- Occupation: Fashion designer
- Known for: Leather gloves

= Evica Milovanov-Penezic =

Serbian glove designer

Evica Milovanov-Penezic is a Serbian glove designer known for her fringes, cutouts and use of vibrant colors.

==Biography==
Penezic started off as a clothing and handbag designer but switched to leather gloves in 1997 while living in Germany. Noticing the limited variety of glove styles, she began creating new designs with embroidery and decorations. Penezic creates her pieces by hand, relying on traditional methods. The handmade approach contributes to the uniqueness of each pair of gloves.

She had her first exhibit at a Belgrade fair and has presented collections in Paris several times. She also had several solo shows like the 2011 exhibition at the Ethnographic Museum in Serbia. A Hong Kong exhibit garnered her an award in 2010. Her work has been seen at the Belgrade Fashion Week accessories show and has appeared in fashion publications like Serbian Elle Magazine. She also presented her glove designs at the 8th International Exhibition of "Wearable Art". Her leather gloves are worn by royals like Kate Middleton, as well as singers Deborah Harry and Kelis.

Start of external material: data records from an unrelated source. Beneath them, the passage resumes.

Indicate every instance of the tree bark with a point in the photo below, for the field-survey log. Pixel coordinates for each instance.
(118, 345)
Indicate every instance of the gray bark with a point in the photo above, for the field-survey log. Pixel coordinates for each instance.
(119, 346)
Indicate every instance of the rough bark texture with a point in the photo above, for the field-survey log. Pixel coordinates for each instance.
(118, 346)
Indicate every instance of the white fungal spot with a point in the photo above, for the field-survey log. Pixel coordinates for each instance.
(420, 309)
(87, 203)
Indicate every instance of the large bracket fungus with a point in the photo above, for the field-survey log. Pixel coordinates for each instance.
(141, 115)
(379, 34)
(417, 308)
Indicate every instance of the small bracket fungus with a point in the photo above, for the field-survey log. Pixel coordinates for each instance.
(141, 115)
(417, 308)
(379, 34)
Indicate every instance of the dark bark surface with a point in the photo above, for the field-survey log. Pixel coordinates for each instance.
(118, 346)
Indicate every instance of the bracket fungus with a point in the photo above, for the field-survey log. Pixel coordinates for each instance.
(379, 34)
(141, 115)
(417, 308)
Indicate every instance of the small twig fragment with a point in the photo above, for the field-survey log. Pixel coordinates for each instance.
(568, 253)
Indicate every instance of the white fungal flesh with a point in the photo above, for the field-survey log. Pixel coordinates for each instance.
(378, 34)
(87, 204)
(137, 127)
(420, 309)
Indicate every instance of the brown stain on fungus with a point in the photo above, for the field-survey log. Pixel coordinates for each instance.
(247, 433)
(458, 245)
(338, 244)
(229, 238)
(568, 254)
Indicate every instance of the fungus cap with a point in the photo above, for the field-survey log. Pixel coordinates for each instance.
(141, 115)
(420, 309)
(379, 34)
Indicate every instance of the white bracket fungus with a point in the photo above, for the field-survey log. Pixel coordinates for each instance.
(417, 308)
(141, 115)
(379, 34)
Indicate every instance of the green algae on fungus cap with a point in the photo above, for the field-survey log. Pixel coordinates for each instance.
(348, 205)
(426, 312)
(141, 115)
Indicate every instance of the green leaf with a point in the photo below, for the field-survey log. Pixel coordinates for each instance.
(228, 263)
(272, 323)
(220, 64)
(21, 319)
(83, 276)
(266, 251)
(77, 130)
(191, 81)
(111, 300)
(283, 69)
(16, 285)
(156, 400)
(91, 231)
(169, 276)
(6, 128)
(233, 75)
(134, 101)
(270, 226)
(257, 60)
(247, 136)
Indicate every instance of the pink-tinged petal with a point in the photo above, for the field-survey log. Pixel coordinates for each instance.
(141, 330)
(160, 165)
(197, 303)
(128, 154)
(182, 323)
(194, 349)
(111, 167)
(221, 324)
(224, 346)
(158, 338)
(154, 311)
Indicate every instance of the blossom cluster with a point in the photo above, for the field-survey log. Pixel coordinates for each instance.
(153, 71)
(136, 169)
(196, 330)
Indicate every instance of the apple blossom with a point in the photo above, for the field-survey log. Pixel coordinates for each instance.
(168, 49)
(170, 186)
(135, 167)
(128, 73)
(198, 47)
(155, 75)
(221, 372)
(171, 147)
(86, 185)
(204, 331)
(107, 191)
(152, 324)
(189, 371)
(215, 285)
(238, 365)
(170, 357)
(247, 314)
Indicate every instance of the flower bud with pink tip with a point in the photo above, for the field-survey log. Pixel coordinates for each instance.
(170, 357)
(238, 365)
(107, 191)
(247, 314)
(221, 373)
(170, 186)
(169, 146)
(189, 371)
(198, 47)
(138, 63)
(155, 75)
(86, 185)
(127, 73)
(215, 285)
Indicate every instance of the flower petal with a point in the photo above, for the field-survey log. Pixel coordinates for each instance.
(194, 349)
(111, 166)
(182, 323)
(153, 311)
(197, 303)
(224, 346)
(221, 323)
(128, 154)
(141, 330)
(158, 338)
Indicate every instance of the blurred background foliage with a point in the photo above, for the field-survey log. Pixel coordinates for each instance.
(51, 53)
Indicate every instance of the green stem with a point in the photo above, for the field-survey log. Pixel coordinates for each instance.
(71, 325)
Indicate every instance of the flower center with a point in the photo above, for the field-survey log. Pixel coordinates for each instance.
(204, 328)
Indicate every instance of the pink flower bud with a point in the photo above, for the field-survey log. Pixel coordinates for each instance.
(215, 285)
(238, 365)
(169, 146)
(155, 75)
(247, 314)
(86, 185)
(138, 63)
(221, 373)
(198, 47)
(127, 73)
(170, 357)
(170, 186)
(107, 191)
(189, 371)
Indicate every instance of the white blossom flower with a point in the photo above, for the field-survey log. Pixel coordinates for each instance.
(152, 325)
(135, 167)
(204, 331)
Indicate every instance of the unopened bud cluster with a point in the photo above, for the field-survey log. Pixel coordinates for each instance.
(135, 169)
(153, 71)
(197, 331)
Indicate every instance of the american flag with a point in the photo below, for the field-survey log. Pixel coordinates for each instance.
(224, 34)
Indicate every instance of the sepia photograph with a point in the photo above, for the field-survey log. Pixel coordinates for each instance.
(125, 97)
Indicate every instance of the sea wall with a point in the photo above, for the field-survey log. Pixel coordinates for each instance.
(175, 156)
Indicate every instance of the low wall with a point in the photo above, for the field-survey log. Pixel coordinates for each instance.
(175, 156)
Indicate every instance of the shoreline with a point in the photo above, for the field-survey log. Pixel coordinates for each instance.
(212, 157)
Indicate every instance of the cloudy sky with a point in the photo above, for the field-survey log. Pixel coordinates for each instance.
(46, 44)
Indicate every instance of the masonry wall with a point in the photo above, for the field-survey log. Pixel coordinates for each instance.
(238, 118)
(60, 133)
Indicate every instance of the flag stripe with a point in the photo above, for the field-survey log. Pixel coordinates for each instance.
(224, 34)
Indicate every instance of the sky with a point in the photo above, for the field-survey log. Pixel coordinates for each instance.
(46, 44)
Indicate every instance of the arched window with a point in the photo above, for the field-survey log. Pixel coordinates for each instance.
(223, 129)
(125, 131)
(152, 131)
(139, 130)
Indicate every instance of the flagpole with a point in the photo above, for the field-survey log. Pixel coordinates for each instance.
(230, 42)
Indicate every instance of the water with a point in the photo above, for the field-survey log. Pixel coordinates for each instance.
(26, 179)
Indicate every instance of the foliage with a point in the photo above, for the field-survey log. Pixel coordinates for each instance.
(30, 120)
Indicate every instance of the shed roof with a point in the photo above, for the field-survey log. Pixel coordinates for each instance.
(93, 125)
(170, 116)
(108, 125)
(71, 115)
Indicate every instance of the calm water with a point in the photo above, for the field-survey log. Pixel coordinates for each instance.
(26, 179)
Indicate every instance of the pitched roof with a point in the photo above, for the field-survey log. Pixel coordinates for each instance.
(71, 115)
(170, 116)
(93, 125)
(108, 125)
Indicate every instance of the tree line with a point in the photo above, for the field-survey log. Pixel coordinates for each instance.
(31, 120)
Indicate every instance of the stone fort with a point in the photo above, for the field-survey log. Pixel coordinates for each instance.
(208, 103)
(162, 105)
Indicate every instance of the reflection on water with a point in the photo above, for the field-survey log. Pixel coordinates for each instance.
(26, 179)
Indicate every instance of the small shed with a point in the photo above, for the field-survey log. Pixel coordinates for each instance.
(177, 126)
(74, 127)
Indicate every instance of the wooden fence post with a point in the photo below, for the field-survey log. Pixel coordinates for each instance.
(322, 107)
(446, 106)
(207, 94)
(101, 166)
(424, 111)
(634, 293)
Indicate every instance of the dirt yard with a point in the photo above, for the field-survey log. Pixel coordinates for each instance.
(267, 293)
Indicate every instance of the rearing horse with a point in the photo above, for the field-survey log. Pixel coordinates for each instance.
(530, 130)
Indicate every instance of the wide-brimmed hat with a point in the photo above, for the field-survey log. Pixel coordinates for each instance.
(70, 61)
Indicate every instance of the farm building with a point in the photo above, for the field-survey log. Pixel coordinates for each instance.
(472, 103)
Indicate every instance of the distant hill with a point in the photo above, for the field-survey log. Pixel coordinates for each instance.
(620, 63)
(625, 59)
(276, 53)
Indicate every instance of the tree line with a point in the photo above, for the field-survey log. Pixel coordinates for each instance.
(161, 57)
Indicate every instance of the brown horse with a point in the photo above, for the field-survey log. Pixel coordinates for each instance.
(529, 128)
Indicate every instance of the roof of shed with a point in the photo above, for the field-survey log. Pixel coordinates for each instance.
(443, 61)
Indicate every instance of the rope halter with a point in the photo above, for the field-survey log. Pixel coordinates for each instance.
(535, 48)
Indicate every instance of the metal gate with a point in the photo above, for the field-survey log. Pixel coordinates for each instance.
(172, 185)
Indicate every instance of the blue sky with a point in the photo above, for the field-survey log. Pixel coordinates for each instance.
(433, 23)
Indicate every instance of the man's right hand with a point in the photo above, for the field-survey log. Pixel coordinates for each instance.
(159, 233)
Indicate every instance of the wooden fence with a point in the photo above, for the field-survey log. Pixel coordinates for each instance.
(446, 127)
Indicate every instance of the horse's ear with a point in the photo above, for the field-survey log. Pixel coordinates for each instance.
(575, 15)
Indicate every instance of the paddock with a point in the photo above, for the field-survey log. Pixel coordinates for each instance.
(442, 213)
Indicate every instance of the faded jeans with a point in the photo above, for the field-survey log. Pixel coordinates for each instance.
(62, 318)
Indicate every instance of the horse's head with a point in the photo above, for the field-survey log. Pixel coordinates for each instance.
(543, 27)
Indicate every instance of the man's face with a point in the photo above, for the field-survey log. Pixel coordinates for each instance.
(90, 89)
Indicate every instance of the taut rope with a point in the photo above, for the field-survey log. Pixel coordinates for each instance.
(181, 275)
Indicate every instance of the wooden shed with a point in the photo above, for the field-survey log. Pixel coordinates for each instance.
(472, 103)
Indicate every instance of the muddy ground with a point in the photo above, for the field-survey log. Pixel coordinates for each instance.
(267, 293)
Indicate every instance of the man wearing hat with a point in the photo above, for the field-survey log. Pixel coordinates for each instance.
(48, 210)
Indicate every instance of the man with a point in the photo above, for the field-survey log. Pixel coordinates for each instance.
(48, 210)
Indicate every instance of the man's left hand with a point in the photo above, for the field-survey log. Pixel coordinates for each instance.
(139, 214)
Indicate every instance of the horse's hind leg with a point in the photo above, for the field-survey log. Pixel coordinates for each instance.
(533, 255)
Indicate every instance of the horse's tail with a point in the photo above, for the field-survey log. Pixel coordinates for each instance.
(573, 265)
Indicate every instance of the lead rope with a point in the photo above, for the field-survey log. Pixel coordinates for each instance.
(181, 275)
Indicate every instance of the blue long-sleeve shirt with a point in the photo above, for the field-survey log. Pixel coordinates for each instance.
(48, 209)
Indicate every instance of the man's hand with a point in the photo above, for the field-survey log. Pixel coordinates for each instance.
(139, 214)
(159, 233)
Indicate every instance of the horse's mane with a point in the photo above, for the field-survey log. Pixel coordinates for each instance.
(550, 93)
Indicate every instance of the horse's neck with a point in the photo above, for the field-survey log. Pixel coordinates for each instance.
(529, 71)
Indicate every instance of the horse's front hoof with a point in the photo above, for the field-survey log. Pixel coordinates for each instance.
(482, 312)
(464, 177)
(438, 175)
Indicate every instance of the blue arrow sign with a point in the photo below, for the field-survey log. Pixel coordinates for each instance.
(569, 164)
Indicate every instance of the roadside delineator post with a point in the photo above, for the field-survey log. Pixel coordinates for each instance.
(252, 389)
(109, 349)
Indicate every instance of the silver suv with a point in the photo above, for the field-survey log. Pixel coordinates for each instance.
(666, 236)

Penezic collaborates with clothing designers like Roksanda Ilincic and Ana Šekularac for their runway shows. She also designs for operas, as well as theater and movie productions, such as the Serbian film "St. George Shoots the Dragon". Her gloves can be found in boutiques in several European cities. She is a member of "The Applied Artists and Designers Association of Serbia" and currently sits on its arts council. She has two daughters.